Following are a number of back-translations of John 21:15:

  • Uma: “After they ate, Yesus said saying to Simon Petrus: ‘Simon son of Yohanes, do you love me more than your (sing.) companions over there love me?’ Petrus said: ‘Yes, you (sing.) know Lord, that I love you (sing.)’ Yesus said: ‘If thus, care for my lambs.'” (Source: Uma Back Translation)
  • Yakan: “After they had eaten, Isa said to Simon Petros, ‘Simon, son of Yahiya, is your love for me greater than the love of these your companions?’ ‘Yes, Sir,’ he said, ‘you know that I love you.’ Isa said, ‘Na, care for the people belonging to me like a shepherd cares for his lambs (lit. offspring of his sheep).'” (Source: Yakan Back Translation)
  • Western Bukidnon Manobo: “And after they had eaten breakfast Jesus said to Peter, he said, ‘You Simon, son of John, am I bigger in your breath, bigger than I am in the breath of your companions?’ And Peter answered, ‘Yes, you know that my breath is big for you.'” (Source: Western Bukidnon Manobo Back Translation)
  • Kankanaey: “When they had finished-eating, Jesus said to Simon Pedro, ‘Simon child of Juan, is your (sing.) love for me larger than the love of these?’ ‘Yes indeed, Lord, you (sing.) know that I love you (sing.),’ he said. Whereupon Jesus said, ‘If that is so, care-for my people who are compared-to my sheep.'” (Source: Kankanaey Back Translation)
  • Tagbanwa: “After they had eaten, Jesus questioned Simon Pedro.

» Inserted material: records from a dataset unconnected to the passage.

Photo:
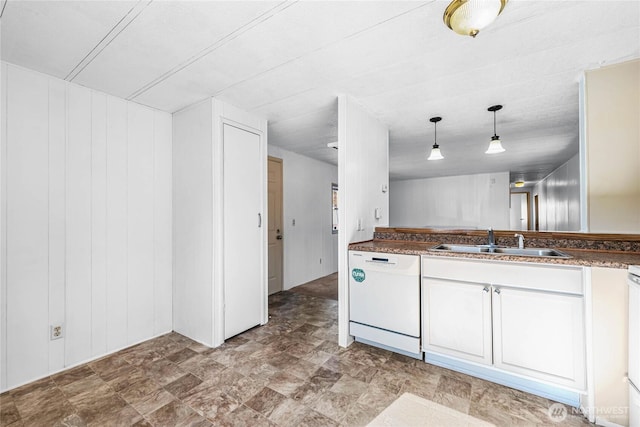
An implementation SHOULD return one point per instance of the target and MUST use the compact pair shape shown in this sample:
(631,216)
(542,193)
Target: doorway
(536,213)
(275,235)
(243,244)
(519,212)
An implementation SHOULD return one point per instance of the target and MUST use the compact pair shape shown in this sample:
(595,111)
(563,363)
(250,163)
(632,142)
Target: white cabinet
(539,334)
(520,318)
(457,319)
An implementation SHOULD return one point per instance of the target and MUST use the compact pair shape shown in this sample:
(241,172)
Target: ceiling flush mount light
(468,17)
(435,150)
(495,146)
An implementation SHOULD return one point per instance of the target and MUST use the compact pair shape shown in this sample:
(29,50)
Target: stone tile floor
(290,372)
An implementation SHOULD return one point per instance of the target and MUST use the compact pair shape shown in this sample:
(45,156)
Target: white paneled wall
(465,201)
(363,171)
(559,198)
(307,200)
(87,212)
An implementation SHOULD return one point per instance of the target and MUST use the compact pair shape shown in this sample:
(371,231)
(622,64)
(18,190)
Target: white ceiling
(287,61)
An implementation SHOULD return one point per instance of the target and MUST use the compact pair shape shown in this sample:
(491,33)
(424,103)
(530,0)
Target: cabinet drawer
(544,277)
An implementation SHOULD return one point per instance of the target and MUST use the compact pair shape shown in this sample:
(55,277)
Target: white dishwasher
(384,301)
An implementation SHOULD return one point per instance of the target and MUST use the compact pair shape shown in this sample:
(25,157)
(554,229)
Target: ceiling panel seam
(371,27)
(218,44)
(117,29)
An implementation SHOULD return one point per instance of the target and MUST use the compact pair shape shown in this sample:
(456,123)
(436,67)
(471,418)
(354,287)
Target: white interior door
(519,211)
(243,220)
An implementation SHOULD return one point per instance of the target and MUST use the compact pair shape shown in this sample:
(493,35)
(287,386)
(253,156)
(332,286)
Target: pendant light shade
(495,146)
(468,17)
(435,150)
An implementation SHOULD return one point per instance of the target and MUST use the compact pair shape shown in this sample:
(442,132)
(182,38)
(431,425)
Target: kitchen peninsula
(550,325)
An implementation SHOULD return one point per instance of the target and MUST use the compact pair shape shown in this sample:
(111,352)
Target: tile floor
(290,372)
(324,287)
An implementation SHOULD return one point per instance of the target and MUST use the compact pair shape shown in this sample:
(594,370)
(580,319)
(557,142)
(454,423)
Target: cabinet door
(540,334)
(457,319)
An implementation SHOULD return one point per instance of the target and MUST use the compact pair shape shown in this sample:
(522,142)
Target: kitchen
(358,204)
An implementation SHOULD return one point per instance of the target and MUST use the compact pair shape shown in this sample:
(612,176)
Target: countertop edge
(582,258)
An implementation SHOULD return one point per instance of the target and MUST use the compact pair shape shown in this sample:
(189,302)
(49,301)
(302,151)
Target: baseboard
(75,365)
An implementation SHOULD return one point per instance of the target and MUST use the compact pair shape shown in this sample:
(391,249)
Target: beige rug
(410,410)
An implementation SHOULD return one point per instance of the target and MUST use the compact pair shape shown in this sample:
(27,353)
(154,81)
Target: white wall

He said, ‘Simon, son of Juan, is your commitment/maintained-devotion to me more than their commitment to me?’ ‘Yes, Lord/Chief. You know that I feel affection for you,’ said the reply of Pedro. ‘Well if it’s like that,’ said Jesus, ‘take good care of my young sheep.'” (Source: Tagbanwa Back Translation)
  • Tenango Otomi: “After they ate, Jesus asked Peter, ‘Peter, you are the son of Jonas. Do you love me more than these others here love me?’ Peter said, ‘Yes, Lord. You know that I love you.’ Jesus said, ‘Now do like a shepherd does. Take care of the people who believe in me.'” (Source: Tenango Otomi Back Translation)

know (Japanese honorifics)

Like a number of other East Asian languages, Japanese uses a complex system of honorifics, i.e. a system where a number of different levels of politeness are expressed in language via words, word forms or grammatical constructs. These can range from addressing someone or referring to someone with contempt (very informal) to expressing the highest level of reference (as used in addressing or referring to God) or any number of levels in-between.

One way to do this is through the usage (or a lack) of an honorific prefix as shown here in the widely-used Japanese Shinkaiyaku (新改訳) Bible of 2017. When the referent is God or a person or persons to be greatly honored, the honorific prefix go- (御 or ご) can be used, as in go-zonji (ご存じ), a combination of “know” (zonji) and the honorific prefix go-.